Home > front end >  Is it possible for str.encode(encoding='utf-8', errors='strict') to raise Unicod
Is it possible for str.encode(encoding='utf-8', errors='strict') to raise Unicod

Time:03-30

I am writing some code that needs to work with both Py2.7 and Py3.7 .

I need to write text to a file using UTF-8 encoding. My code looks like this:

import six
...
content = ...
if isinstance(content, six.string_types):
    content = content.encode(encoding='utf-8', errors='strict')

# write 'content' to file

Above, is it possible for content.encode() to raise UnicodeError from either Py2.7 or Py3.7 ? I cannot think of a scenario where this is possible. I am not a Python expert, so I think there there must be an edge case.
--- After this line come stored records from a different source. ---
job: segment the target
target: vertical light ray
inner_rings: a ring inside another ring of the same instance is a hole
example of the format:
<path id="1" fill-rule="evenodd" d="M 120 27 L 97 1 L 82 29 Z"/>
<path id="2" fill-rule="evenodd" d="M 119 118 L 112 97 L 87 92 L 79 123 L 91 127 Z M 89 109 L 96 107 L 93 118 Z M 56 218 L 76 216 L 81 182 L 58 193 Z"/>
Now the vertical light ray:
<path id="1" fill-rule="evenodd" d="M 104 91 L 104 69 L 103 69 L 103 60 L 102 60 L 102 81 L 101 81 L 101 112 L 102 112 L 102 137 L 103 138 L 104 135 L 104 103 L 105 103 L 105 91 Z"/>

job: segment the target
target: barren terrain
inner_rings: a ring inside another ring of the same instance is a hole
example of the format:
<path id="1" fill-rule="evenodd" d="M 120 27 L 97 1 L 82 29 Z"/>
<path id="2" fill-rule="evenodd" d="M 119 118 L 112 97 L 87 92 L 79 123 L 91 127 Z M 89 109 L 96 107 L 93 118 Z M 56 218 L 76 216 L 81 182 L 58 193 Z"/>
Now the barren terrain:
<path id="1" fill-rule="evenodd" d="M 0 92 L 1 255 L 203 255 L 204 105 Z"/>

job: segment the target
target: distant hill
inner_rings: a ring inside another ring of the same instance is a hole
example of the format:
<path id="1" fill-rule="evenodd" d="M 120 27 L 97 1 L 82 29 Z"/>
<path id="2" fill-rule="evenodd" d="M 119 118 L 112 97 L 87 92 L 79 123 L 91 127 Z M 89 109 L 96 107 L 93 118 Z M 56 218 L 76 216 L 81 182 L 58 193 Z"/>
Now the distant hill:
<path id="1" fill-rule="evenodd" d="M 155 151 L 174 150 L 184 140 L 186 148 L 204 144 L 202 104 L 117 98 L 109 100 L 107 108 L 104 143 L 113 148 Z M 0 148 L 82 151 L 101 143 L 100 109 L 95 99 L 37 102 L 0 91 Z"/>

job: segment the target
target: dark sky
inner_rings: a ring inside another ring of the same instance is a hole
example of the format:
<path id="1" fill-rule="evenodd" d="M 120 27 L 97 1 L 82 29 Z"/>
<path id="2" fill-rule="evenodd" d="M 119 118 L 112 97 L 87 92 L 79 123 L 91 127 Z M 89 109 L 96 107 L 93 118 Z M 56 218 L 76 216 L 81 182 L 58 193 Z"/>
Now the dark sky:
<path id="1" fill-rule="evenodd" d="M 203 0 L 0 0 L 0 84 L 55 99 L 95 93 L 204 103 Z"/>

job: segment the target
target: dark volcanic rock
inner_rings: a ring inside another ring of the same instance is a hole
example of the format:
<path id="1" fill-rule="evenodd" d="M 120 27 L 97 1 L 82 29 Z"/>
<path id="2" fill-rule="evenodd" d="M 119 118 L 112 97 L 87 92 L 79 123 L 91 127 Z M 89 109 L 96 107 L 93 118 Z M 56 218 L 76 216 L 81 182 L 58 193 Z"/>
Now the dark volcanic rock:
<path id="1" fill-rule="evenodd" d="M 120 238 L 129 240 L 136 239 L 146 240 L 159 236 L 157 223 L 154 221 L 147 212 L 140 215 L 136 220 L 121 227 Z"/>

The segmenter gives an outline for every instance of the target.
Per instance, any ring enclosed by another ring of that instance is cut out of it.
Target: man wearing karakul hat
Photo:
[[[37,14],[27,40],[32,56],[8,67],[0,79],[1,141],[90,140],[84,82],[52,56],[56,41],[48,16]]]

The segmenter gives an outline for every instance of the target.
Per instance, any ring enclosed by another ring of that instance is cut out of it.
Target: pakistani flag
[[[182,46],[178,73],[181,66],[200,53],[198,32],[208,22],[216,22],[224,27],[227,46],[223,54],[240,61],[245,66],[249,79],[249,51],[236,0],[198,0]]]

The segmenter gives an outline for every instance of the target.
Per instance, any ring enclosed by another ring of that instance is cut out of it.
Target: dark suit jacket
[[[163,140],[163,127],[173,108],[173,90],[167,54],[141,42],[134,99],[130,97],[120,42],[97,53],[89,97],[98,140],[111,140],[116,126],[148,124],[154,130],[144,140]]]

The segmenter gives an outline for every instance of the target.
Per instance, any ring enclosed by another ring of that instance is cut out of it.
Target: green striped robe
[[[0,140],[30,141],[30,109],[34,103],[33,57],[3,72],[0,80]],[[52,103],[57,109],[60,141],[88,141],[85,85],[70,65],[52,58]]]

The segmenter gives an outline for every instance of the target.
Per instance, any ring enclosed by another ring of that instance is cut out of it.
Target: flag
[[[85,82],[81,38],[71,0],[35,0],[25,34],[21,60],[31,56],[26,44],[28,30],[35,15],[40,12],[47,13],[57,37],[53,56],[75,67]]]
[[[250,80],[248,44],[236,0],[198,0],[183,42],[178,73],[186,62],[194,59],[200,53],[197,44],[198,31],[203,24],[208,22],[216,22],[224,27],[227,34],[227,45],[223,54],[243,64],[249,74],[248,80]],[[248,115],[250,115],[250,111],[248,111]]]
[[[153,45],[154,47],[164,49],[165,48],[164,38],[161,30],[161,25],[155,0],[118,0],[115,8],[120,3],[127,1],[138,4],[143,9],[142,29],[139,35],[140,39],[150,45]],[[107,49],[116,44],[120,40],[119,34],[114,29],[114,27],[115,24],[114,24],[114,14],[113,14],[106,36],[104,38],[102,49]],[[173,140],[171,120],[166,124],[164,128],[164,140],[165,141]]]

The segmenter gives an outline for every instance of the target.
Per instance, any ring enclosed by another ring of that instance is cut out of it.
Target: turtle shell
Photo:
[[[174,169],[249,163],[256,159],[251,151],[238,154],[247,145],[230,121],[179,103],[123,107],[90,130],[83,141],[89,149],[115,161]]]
Here is my reasoning why I think it will never raise UnicodeError:

  • six.string_types covers three types: Py2.7 str & unicode, Py3.7 str
  • All of these types can always encode as UTF-8.

CodePudding user response:

Yes, it's possible:

import six

content = ''.join(map(chr, range(0x110000)))
if isinstance(content, six.string_types):
    content = content.encode(encoding='utf-8', errors='strict')

Result (Try it online!, using Python 3.7.4):

Traceback (most recent call last):
  File ".code.tio", line 5, in <module>
    content = content.encode(encoding='utf-8', errors='strict')
UnicodeEncodeError: 'utf-8' codec can't encode characters in position 55296-57343: surrogates not allowed

And UnicodeEncodeErrors are UnicodeErrors.

  • Related